Die Rechtsbeschwerde wird nicht zugelassen.

Gründe:

I.

Der Antragsteller und der Verkäufer E... M... schlossen am 18. November 2004 einen notariellen Kaufvertrag über den im Grundbuch von K... Bl. 764 eingetragenen Grundbesitz Flur 1 Nr. 133, Ackerland, Scheuren, 225,60 ar. Der Antragsteller sollte dafür einen Kaufpreis von 14.000,-- € zahlen. Der beurkundende Notar legte den Kaufvertrag der Antragsgegnerin mit dem Antrag auf Erteilung der Genehmigung nach dem Grundstücksverkehrsgesetz vor. Wegen bestehender Kaufinteressen von zwei Landwirten übersandte die Antragsgegnerin den Kaufvertrag der Siedlungsbehörde nach dem Reichssiedlungsgesetz mit der Bitte um Ausübung des Vorkaufsrechts. Mit Schreiben vom 28. Januar 2005 teilte die Siedlungsbehörde der Antragsgegnerin mit, dass das Vorkaufsrecht ausgeübt werde. Mit Bescheid vom 31. Januar 2005 teilte die Antragsgegnerin dem Antragsteller mit, dass die erforderliche Genehmigung nach dem Grundstücksverkehrsgesetz zu der vorgenommenen Veräußerung deswegen zu versagen gewesen wäre, weil sie eine ungesunde Verteilung des Grund und Bodens bedeutet hätte. Während ein schlüssiges, prüfbares Betriebskonzept bei dem Antragsteller nicht zu erkennen sei, seien die Erwerbsinteressenten hauptberufliche Landwirte und nachweislich Inhaber leistungsfähiger landwirtschaftlicher Betriebe. Beide beabsichtigten mit dem Erwerb eine Aufstockung ihrer Betriebe. Der Antragsteller stellte daraufhin fristgemäß Antrag auf gerichtliche Entscheidung bei dem Landwirtschaftsgericht. Dieses versagte die Erteilung der Genehmigung durch den angefochtenen Beschluss aus den im Wesentlichen gleichen Gründen wie die Antragsgegnerin. Gegen den Beschluss richtet sich die sofortige Beschwerde des Antragstellers.

II.

Die sofortige Beschwerde ist zwar gemäß § 22 Abs. 1 LwVG statthaft und auch ansonsten zulässig. Insbesondere musste sie nicht von einem Rechtsanwalt eingelegt werden (§§ 9 LwVG, 21 Abs. 2 S. 1 FGG, 78 Abs. 5 ZPO).

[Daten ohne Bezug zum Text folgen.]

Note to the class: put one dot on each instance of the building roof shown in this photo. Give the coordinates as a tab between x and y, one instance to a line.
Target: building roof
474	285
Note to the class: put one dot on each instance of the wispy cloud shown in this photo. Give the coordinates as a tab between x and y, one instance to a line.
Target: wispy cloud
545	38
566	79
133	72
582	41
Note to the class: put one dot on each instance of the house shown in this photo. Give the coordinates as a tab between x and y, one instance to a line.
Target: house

Die sofortige Beschwerde ist jedoch unbegründet.

Einwendungen gegen das Vorkaufsrecht sind nach § 10 Reichssiedlungsgesetz (RSG) dann begründet, wenn - ohne Ausübung des Vorkaufsrechts - die Genehmigung des Grundstücksgeschäftes nach § 9 Grundstücksverkehrsgesetz nicht zu versagen wäre.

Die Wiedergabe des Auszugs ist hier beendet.